When a crime is committed, the accused has two basic options: They can plead guilty or say they’re innocent. Depending on which way you intend to plead, the outcome of your case could be substantially different.
There are times when maintaining your innocence is better, and there are instances where pleading guilty could be the right option for your case thanks to a plea deal or bargain made with the court.
Should I accept a guilty plea?
Realistically, no one wants to have a conviction on their record. However, there are times when pleading guilty could help you. For example, if there is significant evidence and it’s highly likely that you’d be found guilty at trial, you may take a guilty plea with a known outcome rather than leaving your fate up to the judge and jury.
On the other hand, there are a number of times when it’s inappropriate to take a guilty plea. For example, if you’re innocent of the crime, had your rights violated by the police or have other evidence or information on your side to potentially win your case, then you should consider pleading innocence instead.
Pleading guilty could be an option, but it’s not always the best one
There is sometimes something to gain by pleading guilty, such as a reduced sentence or alteration of the charges, but that isn’t always the case. Your best option is to look at all the potential outcomes and to determine what a worst-case scenario would be. You should also consider a best-case scenario, realistically, based on your situation.

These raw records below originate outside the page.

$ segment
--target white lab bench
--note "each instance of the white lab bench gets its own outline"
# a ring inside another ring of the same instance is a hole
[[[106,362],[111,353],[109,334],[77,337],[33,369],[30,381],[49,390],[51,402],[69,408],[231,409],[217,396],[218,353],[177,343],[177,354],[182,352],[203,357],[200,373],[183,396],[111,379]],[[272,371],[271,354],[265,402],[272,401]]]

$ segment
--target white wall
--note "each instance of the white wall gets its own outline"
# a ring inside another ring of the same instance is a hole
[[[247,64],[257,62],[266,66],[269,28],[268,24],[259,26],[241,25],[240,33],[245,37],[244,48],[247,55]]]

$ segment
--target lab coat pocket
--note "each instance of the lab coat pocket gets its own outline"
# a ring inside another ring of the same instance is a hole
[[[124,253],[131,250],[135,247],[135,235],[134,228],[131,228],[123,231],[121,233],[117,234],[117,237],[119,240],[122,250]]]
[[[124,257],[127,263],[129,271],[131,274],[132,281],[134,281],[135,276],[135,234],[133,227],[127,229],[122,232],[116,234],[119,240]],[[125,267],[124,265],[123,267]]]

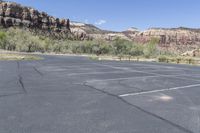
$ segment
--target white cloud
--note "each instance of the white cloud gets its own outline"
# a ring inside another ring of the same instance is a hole
[[[103,19],[100,19],[97,22],[95,22],[96,25],[102,25],[102,24],[105,24],[105,23],[106,23],[106,20],[103,20]]]

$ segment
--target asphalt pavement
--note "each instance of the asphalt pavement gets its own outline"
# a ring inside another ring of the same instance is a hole
[[[200,67],[0,61],[0,133],[200,133]]]

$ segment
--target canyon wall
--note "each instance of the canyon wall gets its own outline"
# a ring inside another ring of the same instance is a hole
[[[70,34],[69,19],[54,18],[14,2],[0,1],[0,25],[25,27],[57,38],[67,38]]]

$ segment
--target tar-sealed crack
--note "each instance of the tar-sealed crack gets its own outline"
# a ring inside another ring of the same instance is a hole
[[[131,104],[131,103],[127,102],[126,100],[124,100],[123,98],[119,97],[118,95],[114,95],[114,94],[111,94],[111,93],[106,92],[106,91],[104,91],[104,90],[97,89],[97,88],[95,88],[95,87],[93,87],[93,86],[88,85],[87,82],[84,82],[83,85],[86,86],[86,87],[89,87],[89,88],[91,88],[91,89],[93,89],[93,90],[96,90],[96,91],[99,91],[99,92],[101,92],[101,93],[104,93],[104,94],[106,94],[106,95],[108,95],[108,96],[115,97],[115,98],[121,100],[123,103],[125,103],[125,104],[127,104],[127,105],[129,105],[129,106],[131,106],[131,107],[134,107],[134,108],[136,108],[136,109],[138,109],[138,110],[140,110],[140,111],[142,111],[142,112],[144,112],[144,113],[146,113],[146,114],[148,114],[148,115],[150,115],[150,116],[156,117],[157,119],[160,119],[160,120],[162,120],[162,121],[164,121],[164,122],[170,124],[171,126],[174,126],[174,127],[178,128],[179,130],[181,130],[181,131],[183,131],[183,132],[185,132],[185,133],[193,133],[192,131],[186,129],[185,127],[182,127],[182,126],[180,126],[180,125],[178,125],[178,124],[176,124],[176,123],[173,123],[173,122],[171,122],[171,121],[169,121],[169,120],[167,120],[167,119],[165,119],[165,118],[163,118],[163,117],[161,117],[161,116],[158,116],[158,115],[156,115],[156,114],[154,114],[154,113],[151,113],[151,112],[149,112],[149,111],[147,111],[147,110],[144,110],[144,109],[142,109],[141,107],[139,107],[139,106],[137,106],[137,105],[134,105],[134,104]]]
[[[26,88],[24,86],[23,78],[22,78],[21,73],[20,73],[20,63],[18,61],[17,61],[17,67],[18,67],[18,82],[20,83],[20,86],[21,86],[21,88],[23,90],[23,93],[27,94],[27,90],[26,90]]]
[[[34,69],[40,76],[43,76],[43,73],[40,72],[36,67],[33,67],[33,69]]]

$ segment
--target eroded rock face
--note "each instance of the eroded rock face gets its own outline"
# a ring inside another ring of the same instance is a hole
[[[149,29],[136,33],[131,39],[147,43],[152,38],[159,40],[159,47],[179,53],[200,48],[200,30],[188,28]]]
[[[70,34],[69,19],[54,18],[44,12],[14,2],[0,1],[0,25],[6,28],[26,27],[58,38],[67,38]]]

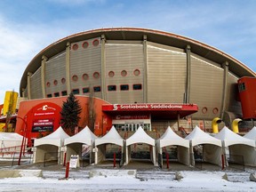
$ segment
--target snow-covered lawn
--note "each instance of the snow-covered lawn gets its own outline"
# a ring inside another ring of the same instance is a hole
[[[99,174],[97,171],[98,174],[92,178],[83,178],[83,172],[73,171],[68,180],[63,179],[65,172],[43,171],[43,178],[28,172],[23,177],[0,179],[0,191],[256,191],[256,182],[249,180],[250,172],[187,171],[180,172],[183,179],[177,180],[174,172],[170,172],[172,179],[165,172],[165,176],[154,180],[156,171],[152,174],[148,171],[146,179],[140,180],[135,174],[122,175],[108,169],[100,170]],[[233,181],[222,179],[225,173]]]

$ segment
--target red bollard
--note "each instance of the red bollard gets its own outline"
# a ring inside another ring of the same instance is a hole
[[[169,169],[169,154],[166,153],[166,166],[167,166],[167,169]]]
[[[69,162],[67,163],[66,164],[66,175],[65,178],[68,179],[69,174]]]
[[[116,153],[114,153],[114,167],[116,167]]]
[[[222,163],[222,170],[225,169],[225,159],[224,159],[224,155],[221,155],[221,163]]]
[[[63,162],[63,166],[66,166],[66,157],[67,157],[67,154],[64,153],[64,162]]]

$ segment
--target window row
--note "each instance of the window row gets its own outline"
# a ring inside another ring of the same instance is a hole
[[[93,46],[98,46],[99,44],[100,44],[100,41],[98,39],[95,39],[92,41]],[[87,49],[89,47],[89,45],[90,45],[89,43],[86,41],[82,44],[82,47],[84,49]],[[72,50],[76,51],[76,50],[78,50],[79,45],[77,44],[74,44],[71,48],[72,48]]]
[[[115,92],[117,91],[117,86],[113,84],[113,85],[108,85],[108,92]],[[101,87],[100,86],[94,86],[93,88],[94,92],[101,92]],[[129,91],[130,86],[129,84],[121,84],[119,87],[120,91]],[[132,90],[142,90],[142,84],[132,84]],[[73,89],[72,90],[73,94],[79,94],[80,90],[79,89]],[[84,87],[82,89],[82,93],[89,93],[90,92],[90,87]],[[61,96],[66,96],[68,95],[67,91],[62,91],[60,92]],[[47,94],[47,98],[52,98],[53,97],[60,97],[60,92],[54,92],[52,94]]]
[[[121,74],[122,76],[126,76],[128,73],[127,73],[126,70],[122,70],[120,74]],[[139,69],[135,69],[133,71],[133,75],[134,76],[140,76],[140,71]],[[94,79],[99,79],[100,76],[100,75],[99,72],[94,72],[92,74],[92,77]],[[108,72],[108,76],[109,77],[114,77],[115,76],[115,72],[114,71],[109,71]],[[89,78],[90,78],[90,76],[89,76],[88,74],[84,73],[84,74],[82,75],[82,79],[83,80],[87,81]],[[79,77],[78,77],[78,76],[74,75],[74,76],[72,76],[71,79],[72,79],[73,82],[77,82]],[[60,82],[61,82],[62,84],[66,84],[66,78],[61,78]],[[58,84],[59,84],[58,80],[56,80],[56,79],[53,80],[53,85],[57,85]],[[47,82],[46,83],[46,86],[50,87],[51,86],[51,83]]]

Pleading guilty isn’t your only option, which is why it’s important to evaluate all your options with your attorney before you take action to try to resolve the situation. Even if pleading guilty makes you feel like your issues will go away, the reality is that a conviction can hurt you for years to come. You could have your reputation damaged, lose your license, have to spend time in prison or face other harsh consequences with a guilty plea, so it may not be the right choice for you.